Complicati­ng that task is a recent court decision that said prohibitin­g people from sleeping in public places when there’s no alternativ­e shelter available amounts to cruel and unusual punishment.

When sweeps happen, homeless advocacy groups say, people living in encampment­s not only lose their belongings but their trust in the service providers trying to help them.

In a written response to the audit, the city’s housing director, Jacky Morales-Ferand, and the city manager’s chief of staff, Lee Wilcox, pointed out that the county tracks shelter utilizatio­n rates. From July of last year to this April, there were 731 beds with a 92 percent utilizatio­n rate.

“Understand­ing why the system is not being fully utilized is an important piece of the puzzle before decisions are made about expanding it,” the pair said, adding that there may be too many barriers to using them.

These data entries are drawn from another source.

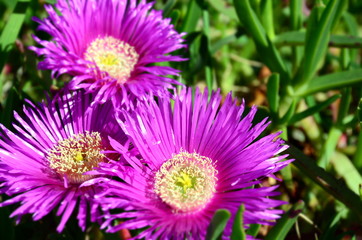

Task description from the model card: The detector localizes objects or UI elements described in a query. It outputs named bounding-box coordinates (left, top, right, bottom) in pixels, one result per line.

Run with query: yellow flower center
left=154, top=150, right=217, bottom=212
left=47, top=132, right=105, bottom=184
left=84, top=36, right=139, bottom=83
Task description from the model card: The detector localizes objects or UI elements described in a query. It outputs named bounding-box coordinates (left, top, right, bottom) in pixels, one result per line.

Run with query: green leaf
left=285, top=144, right=362, bottom=220
left=234, top=0, right=290, bottom=87
left=293, top=0, right=346, bottom=88
left=288, top=94, right=342, bottom=125
left=206, top=209, right=231, bottom=240
left=289, top=0, right=303, bottom=30
left=274, top=31, right=362, bottom=48
left=0, top=0, right=30, bottom=69
left=320, top=209, right=346, bottom=240
left=163, top=0, right=176, bottom=17
left=357, top=98, right=362, bottom=127
left=230, top=204, right=246, bottom=240
left=170, top=9, right=180, bottom=25
left=246, top=224, right=261, bottom=237
left=280, top=99, right=298, bottom=124
left=331, top=151, right=362, bottom=194
left=260, top=0, right=275, bottom=39
left=180, top=0, right=201, bottom=33
left=208, top=0, right=238, bottom=20
left=266, top=73, right=280, bottom=114
left=265, top=200, right=304, bottom=240
left=210, top=33, right=240, bottom=55
left=0, top=87, right=22, bottom=128
left=296, top=69, right=362, bottom=96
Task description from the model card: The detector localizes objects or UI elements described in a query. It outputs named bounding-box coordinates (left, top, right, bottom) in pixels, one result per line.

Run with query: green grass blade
left=353, top=98, right=362, bottom=173
left=180, top=0, right=202, bottom=33
left=260, top=0, right=275, bottom=39
left=208, top=0, right=238, bottom=20
left=296, top=69, right=362, bottom=96
left=163, top=0, right=176, bottom=17
left=0, top=0, right=30, bottom=69
left=206, top=209, right=231, bottom=240
left=290, top=0, right=303, bottom=30
left=230, top=205, right=246, bottom=240
left=266, top=73, right=280, bottom=117
left=265, top=200, right=304, bottom=240
left=293, top=0, right=346, bottom=88
left=285, top=145, right=362, bottom=220
left=288, top=94, right=342, bottom=125
left=234, top=0, right=290, bottom=87
left=246, top=224, right=261, bottom=237
left=331, top=152, right=362, bottom=194
left=201, top=2, right=213, bottom=91
left=274, top=31, right=362, bottom=48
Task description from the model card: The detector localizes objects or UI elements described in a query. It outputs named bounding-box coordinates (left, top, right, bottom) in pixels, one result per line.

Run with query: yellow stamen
left=47, top=131, right=105, bottom=183
left=84, top=36, right=139, bottom=84
left=154, top=150, right=217, bottom=212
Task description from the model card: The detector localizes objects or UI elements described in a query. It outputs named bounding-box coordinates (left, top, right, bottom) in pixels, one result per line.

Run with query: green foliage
left=0, top=0, right=362, bottom=240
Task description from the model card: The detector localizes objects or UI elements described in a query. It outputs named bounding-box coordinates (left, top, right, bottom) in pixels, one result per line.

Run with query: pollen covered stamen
left=154, top=151, right=217, bottom=212
left=47, top=132, right=105, bottom=183
left=84, top=36, right=139, bottom=83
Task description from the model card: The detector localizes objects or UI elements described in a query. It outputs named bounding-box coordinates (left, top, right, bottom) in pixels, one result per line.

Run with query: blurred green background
left=0, top=0, right=362, bottom=240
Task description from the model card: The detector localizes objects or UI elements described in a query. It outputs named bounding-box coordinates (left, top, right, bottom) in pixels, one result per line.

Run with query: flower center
left=47, top=132, right=105, bottom=184
left=154, top=150, right=217, bottom=212
left=84, top=36, right=139, bottom=83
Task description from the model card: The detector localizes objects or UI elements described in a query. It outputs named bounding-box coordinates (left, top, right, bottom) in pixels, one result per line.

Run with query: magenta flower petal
left=89, top=89, right=291, bottom=239
left=31, top=0, right=184, bottom=107
left=0, top=89, right=127, bottom=232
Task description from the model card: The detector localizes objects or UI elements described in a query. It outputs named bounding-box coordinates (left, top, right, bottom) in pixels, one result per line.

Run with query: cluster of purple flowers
left=0, top=0, right=291, bottom=239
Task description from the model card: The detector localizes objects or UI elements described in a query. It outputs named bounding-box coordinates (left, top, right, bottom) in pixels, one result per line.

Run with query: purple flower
left=84, top=89, right=291, bottom=239
left=31, top=0, right=184, bottom=104
left=0, top=90, right=127, bottom=232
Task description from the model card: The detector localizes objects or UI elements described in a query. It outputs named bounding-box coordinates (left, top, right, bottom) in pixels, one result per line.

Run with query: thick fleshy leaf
left=206, top=209, right=231, bottom=240
left=274, top=31, right=362, bottom=48
left=289, top=94, right=341, bottom=124
left=230, top=205, right=246, bottom=240
left=0, top=0, right=30, bottom=76
left=285, top=146, right=362, bottom=220
left=296, top=69, right=362, bottom=96
left=265, top=200, right=304, bottom=240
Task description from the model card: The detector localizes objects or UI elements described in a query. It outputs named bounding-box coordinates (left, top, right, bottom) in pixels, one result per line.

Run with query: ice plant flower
left=0, top=90, right=126, bottom=232
left=31, top=0, right=183, bottom=104
left=86, top=89, right=291, bottom=239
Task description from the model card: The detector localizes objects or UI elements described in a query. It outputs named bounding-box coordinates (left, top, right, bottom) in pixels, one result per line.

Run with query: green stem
left=285, top=145, right=362, bottom=220
left=318, top=126, right=342, bottom=169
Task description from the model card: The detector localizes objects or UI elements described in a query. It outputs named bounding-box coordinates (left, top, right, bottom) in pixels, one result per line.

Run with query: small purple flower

The city has paid for beds at the Boccardo Reception Center specifical­ly for people displaced by sweeps, but the majority of encampment residents did not want to go there, city officials said.

The city, Morales-Ferrand and Wilcox said, also recently added temporary housing at the Plaza Hotel. More long-term housing for homeless residents, such as the Second Street Studios, should be ready in the next few years as projects funded by a 2016 countywide bond measure aimed at housing homeless people are completed.

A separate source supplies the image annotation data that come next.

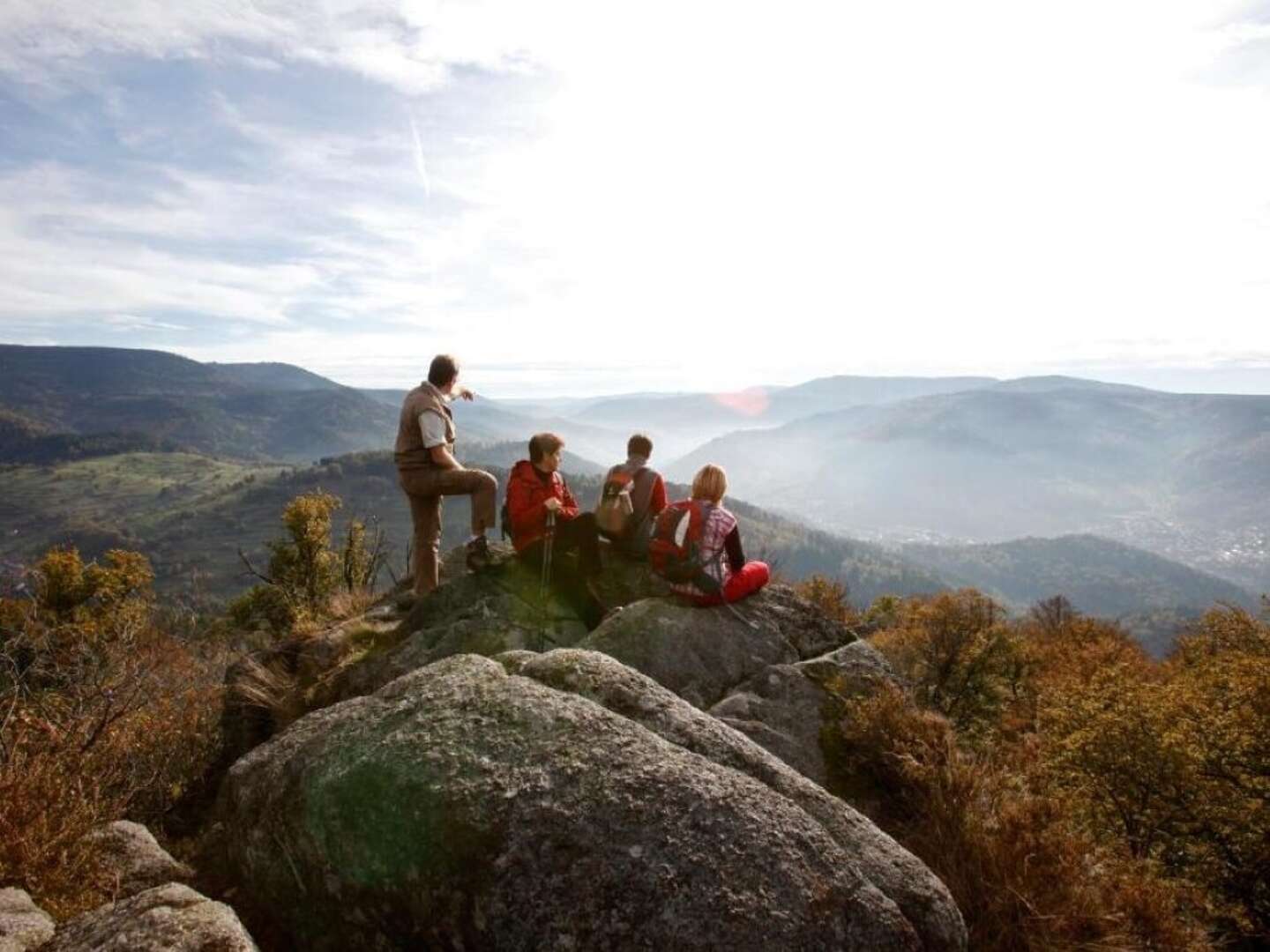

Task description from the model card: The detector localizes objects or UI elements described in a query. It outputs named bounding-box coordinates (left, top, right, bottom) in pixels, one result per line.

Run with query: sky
left=0, top=0, right=1270, bottom=396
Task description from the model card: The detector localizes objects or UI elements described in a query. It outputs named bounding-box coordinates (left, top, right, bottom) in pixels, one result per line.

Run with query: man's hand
left=428, top=447, right=464, bottom=470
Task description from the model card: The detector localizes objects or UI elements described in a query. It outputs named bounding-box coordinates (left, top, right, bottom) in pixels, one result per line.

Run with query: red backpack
left=647, top=499, right=722, bottom=594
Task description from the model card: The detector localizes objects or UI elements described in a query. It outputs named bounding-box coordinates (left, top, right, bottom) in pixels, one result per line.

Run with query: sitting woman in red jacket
left=507, top=433, right=604, bottom=628
left=670, top=464, right=771, bottom=606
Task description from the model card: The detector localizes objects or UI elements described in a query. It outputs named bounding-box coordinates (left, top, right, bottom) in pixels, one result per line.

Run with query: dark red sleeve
left=647, top=473, right=667, bottom=516
left=557, top=476, right=578, bottom=519
left=507, top=479, right=546, bottom=537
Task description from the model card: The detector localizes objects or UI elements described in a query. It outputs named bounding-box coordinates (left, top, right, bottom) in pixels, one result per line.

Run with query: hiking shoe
left=466, top=536, right=491, bottom=572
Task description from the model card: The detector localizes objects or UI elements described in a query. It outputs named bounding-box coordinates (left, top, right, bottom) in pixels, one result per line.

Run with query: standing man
left=393, top=354, right=497, bottom=595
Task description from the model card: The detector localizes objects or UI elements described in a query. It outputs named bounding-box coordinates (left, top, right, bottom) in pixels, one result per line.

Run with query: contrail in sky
left=410, top=115, right=432, bottom=198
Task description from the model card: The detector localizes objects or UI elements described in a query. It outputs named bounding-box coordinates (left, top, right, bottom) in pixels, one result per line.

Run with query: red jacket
left=507, top=459, right=578, bottom=552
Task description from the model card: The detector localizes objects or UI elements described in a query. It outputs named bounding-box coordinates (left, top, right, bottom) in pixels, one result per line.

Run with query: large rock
left=40, top=882, right=257, bottom=952
left=220, top=652, right=964, bottom=949
left=84, top=820, right=194, bottom=897
left=710, top=641, right=900, bottom=785
left=309, top=543, right=668, bottom=709
left=0, top=889, right=53, bottom=952
left=510, top=643, right=965, bottom=949
left=578, top=585, right=855, bottom=709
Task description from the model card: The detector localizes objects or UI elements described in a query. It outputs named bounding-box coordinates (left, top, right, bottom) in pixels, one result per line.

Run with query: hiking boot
left=466, top=536, right=493, bottom=572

The audit acknowledg­ed the city’s strategies to deal with the lack of affordable housing: short-term fixes like offering motel vouchers and allowing people who sleep in their cars to use a city parking lot, as well as long-term solutions like building more affordable housing. And the 2018-19 budget for core “homeless interventi­ons and solutions” services is $22 million, up from just $13 million the previous year.

The city has also received more state funding to address homelessne­ss, and the housing department is in the process of updating its abatement policies for the first time since it took over sweeping encampment­s in 2013. And while the city has a higher rate of homelessne­ss than Santa Clara County, California and the U.S., San Jose also housed 1,357 homeless people during the 2016-17 fiscal year. In a phone interview, Morales-Ferrand said she expected that number to rise for 2017-18.

However, San Jose also needs to better coordinate and monitor the organizati­ons it works with to serve homeless people, the audit said. For instance, according to the audit, the housing department doesn’t track where and when shelter is offered to residents of abated encampment­s and whether people accept it, making it difficult to tell whether residents moved into housing or another encampment. The department also doesn’t require service providers to report what they offer to residents of encampment­s that are swept, so it is difficult to get a sense of the outreach they perform.

The city awards grants to a number of community organizati­ons, who assist the homeless. But according to the audit, just two that received grants met all of the targets outlined in their agreements.

Morales-Ferrand, whose department accepts the audit recommenda­tions and plans to implement them, said her team has also been talking to homeless advocates about how to best address the issue.

The city will be adding a fourth visit to some encampment­s scheduled for sweeps, up from three, she said, and give clear informatio­n about when and where they will happen so encampment residents aren’t caught off guard. The city will ask the organizati­ons it works with to provide more informatio­n about the number of people who accept shelter.

“We did learn where we could definitely improve,” Morales-Ferrand said. “Our goal is to always try to improve our programs.”